Петя запрокинул лицо с жестянкой, вернулся в поклоне и поднял на меня захмелевшие, зарозовевшие глаза:

— Я рождался заново! Так змея старую кожу долой… В свежей коже ей больно и неловко. Стыдно. А старая сама слезла. Дернулся — на тебе уже новая! Старая умерла. Может, и ты теперь умрешь. Но к старой нет возврата! Чувствуешь — так надо. Организм требует. Это во спасение!

— Какое спасение, если ничего хорошего от перемены не будет?

— Природа знает, как надо. Если ты не сумел желанием управлять — значит такая воля природы. Я тебе как физик докладываю.

— Во спасение, говоришь? Это что же за спасение? Души?

Петя в ответ вздохнул и пожал плечами (и следом вздохнул ветерком лес и тоже пожал зелеными плечами):

— Бывает, организм понял, что сдает, и человек себя приготовляет. Старик белую рубашку надевает. Вася твой во что облачился?

— В стихарь, — тихо сказал я. Отчаянно звенел комар. — Я почему спросил? — доверительно прошептал я. — Строго между нами: я хочу в политику. Послезавтра у меня важная встреча. Мне предложили возглавить всероссийское движение. Петя, так же можно до конца жизни писать в газету, писать книжки! Мне уже тесно, понимаешь? Я другого хочу и ничего с собой поделать не могу.
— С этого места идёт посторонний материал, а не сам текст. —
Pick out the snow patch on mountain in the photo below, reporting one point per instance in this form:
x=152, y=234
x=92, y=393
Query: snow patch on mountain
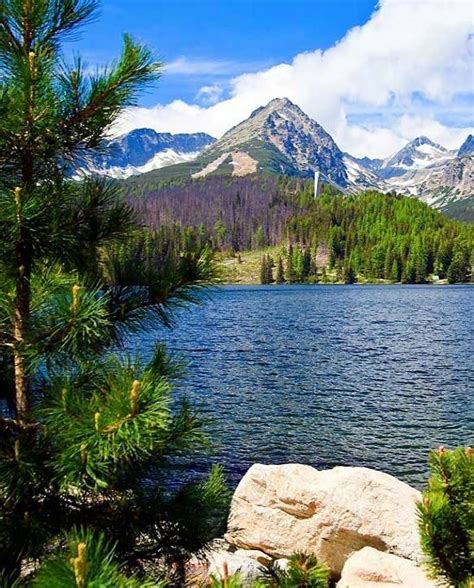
x=162, y=159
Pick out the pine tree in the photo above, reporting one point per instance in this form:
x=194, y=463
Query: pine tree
x=280, y=275
x=446, y=516
x=349, y=274
x=290, y=268
x=77, y=275
x=269, y=270
x=395, y=274
x=265, y=270
x=306, y=265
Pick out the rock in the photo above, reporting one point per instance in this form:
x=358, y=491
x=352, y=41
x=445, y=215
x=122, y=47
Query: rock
x=281, y=564
x=225, y=563
x=369, y=568
x=333, y=513
x=260, y=557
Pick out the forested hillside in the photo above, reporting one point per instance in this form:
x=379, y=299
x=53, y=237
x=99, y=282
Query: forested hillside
x=372, y=235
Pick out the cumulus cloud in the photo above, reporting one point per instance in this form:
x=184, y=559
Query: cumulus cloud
x=382, y=84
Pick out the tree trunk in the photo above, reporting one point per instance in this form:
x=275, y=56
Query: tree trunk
x=22, y=313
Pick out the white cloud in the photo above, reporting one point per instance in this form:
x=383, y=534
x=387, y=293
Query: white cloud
x=210, y=94
x=410, y=52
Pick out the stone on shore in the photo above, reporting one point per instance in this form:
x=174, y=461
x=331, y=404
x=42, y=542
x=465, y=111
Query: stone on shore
x=332, y=513
x=369, y=568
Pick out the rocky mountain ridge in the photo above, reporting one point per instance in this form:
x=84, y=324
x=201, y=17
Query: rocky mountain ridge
x=280, y=138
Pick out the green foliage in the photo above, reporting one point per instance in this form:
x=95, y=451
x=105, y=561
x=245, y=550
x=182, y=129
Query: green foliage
x=303, y=571
x=266, y=270
x=87, y=561
x=446, y=516
x=280, y=275
x=85, y=424
x=384, y=237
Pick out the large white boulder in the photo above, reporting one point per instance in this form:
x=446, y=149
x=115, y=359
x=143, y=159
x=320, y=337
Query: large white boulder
x=332, y=513
x=224, y=563
x=369, y=568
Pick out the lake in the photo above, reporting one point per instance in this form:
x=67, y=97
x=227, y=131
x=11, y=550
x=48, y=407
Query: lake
x=330, y=375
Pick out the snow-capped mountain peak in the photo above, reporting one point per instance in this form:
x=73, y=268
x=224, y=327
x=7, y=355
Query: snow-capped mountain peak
x=144, y=150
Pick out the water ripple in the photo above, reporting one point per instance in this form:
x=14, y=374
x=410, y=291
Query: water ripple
x=325, y=375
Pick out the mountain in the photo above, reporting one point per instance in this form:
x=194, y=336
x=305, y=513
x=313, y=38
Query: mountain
x=417, y=154
x=467, y=147
x=280, y=138
x=144, y=150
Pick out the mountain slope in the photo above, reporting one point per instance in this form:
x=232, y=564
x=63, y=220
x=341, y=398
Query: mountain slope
x=278, y=138
x=144, y=150
x=467, y=147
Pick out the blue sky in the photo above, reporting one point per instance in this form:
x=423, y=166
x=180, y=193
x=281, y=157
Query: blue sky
x=374, y=74
x=218, y=39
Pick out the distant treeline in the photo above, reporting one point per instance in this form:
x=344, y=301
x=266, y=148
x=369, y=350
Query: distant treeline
x=372, y=235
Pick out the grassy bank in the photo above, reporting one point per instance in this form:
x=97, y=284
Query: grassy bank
x=244, y=268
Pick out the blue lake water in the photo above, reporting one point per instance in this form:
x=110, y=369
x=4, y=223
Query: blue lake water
x=328, y=375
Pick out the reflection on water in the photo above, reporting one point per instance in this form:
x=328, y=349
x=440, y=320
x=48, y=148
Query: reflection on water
x=326, y=375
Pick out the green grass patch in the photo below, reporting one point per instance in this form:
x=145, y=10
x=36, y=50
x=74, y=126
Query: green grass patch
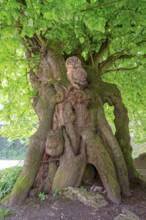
x=7, y=179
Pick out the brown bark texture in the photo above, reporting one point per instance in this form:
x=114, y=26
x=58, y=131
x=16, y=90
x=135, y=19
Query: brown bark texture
x=73, y=132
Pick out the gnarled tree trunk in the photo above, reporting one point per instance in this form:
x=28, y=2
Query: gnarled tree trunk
x=72, y=133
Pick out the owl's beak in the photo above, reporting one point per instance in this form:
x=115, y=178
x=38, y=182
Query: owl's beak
x=74, y=64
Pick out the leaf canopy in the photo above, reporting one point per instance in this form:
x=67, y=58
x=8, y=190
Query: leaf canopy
x=78, y=27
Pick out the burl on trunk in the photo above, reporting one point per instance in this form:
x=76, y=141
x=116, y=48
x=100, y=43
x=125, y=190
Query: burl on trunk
x=73, y=132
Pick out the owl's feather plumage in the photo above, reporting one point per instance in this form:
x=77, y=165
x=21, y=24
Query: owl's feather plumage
x=75, y=73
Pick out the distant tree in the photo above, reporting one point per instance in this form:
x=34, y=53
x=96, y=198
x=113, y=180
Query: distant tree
x=36, y=38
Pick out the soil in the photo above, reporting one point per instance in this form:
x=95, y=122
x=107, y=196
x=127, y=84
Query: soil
x=56, y=208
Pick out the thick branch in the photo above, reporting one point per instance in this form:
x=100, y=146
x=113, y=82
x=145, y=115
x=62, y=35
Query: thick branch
x=104, y=65
x=99, y=6
x=122, y=69
x=98, y=56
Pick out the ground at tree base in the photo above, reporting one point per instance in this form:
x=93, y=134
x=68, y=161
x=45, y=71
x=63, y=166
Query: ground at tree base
x=56, y=208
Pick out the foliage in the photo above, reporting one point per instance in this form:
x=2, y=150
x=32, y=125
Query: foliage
x=4, y=213
x=56, y=192
x=7, y=179
x=70, y=26
x=42, y=196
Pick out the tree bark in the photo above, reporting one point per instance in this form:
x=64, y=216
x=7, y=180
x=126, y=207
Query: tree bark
x=73, y=132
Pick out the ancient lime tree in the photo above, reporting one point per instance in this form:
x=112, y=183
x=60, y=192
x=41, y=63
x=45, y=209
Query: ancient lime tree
x=71, y=128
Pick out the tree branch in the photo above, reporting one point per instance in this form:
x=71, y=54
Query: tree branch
x=121, y=69
x=104, y=47
x=99, y=6
x=105, y=64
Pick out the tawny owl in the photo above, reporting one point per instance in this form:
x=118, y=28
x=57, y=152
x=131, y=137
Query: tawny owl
x=75, y=73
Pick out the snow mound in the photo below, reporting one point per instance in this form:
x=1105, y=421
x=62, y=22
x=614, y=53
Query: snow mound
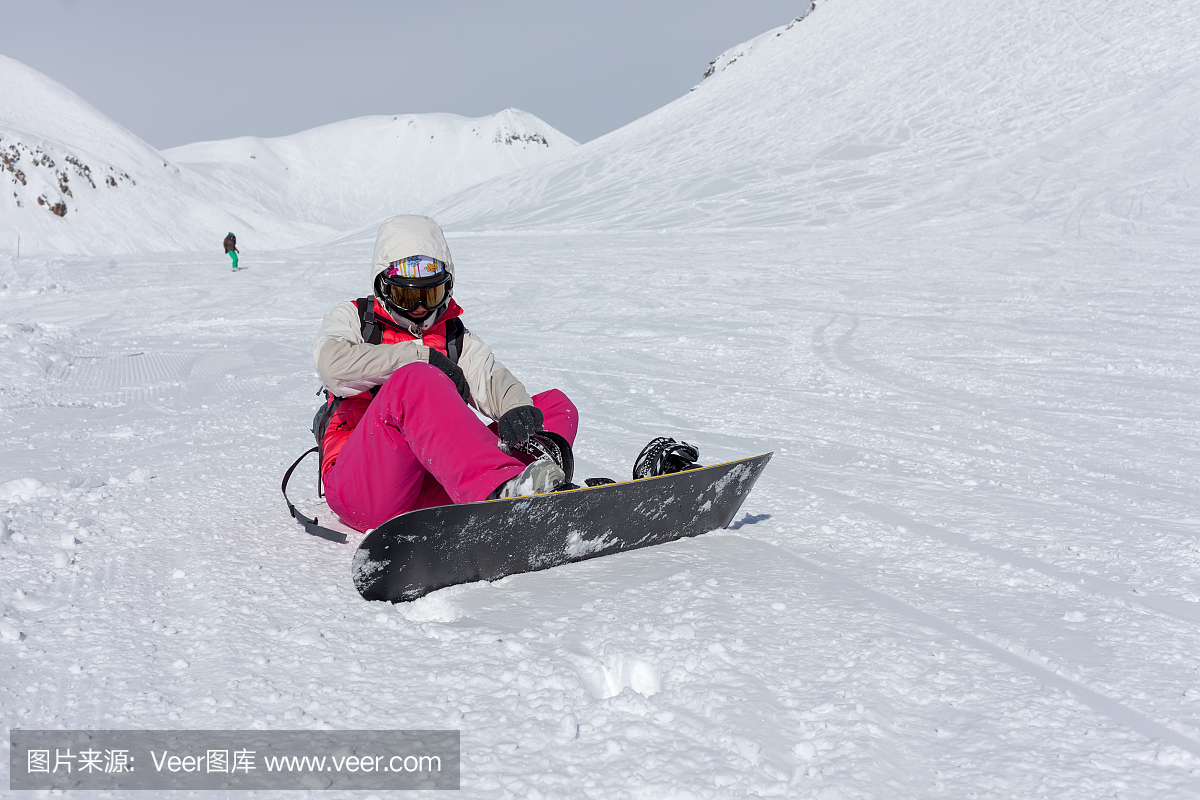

Мне кажется, что там — реальная жизнь, обаяние, мощь, приключения, только оттуда можно жизнь менять, буквы перестали работать. Я хочу лепить историю, как снег… Видимо, я не прав, сунусь туда и проиграю всем этим акулам. А вот хочется, и все!

Мы молчали. Лес молчал простодушным молчанием, но я, как всегда, ждал от леса подвоха. Где-то совсем рядом раздался сочный щелчок, и мы одновременно вскинулись, словно над нами в хвойном сумраке должна зажечься лампочка.

Лампочка не зажглась: пролетела и тюкнула в мятую газету шишка.

Я догрыз рыбку, отшвырнул мокрый хвост, который упал в ржавые иголки и тотчас стал незаметно растворяться.

Петя веточкой что-то чертил по мху.

— Е равно эм це в квадрате. Ничего не пропадает! Формула природы. Она нас главнее. Не мы решаем — она за нас! Все на свете рифмуется! Она подстрекает, она и казнит. — Он допил банку, нажал сверху подошвой, сплющил, продавливая мох.

Сложилась железная лепешка. Петя поднял ее и с усилием запихнул в карман брюк.

Последовав его примеру, я сунул допитую бутылку в пакет к полным.

Еще недавно апрельским утром Вася заехал за мной. Меня ждал роддом.

Пакеты, сумки. Аня показалась в халате. Вот уже вышла в куртке с бело-голубым шелковым свертком. Из свертка смотрели длинно и вальяжно темные глаза, иронично, утомленно, покровительственно. Сын-вельможа. Здравствуй! Такой ты у меня, сынок!

Каков ты с первого своего взгляда, таким и будешь, пока не закроешь глаза в последний раз.

— Подержи, — попросил я и стал шарить по карманам, ища деньги для медсестры.

Вася взял запеленатое тельце, приветливо улыбаясь из топора бороды.

Младенец зашевелился в плотном конверте и завопил.

Вася жалко и неколебимо улыбался. Младенец кричал, крутя дотошными глазками. Бородач скалился неживым красивым оскалом. На губах у младенца пузырилось белесое, некрасивое, крохотные ноздри трепетали.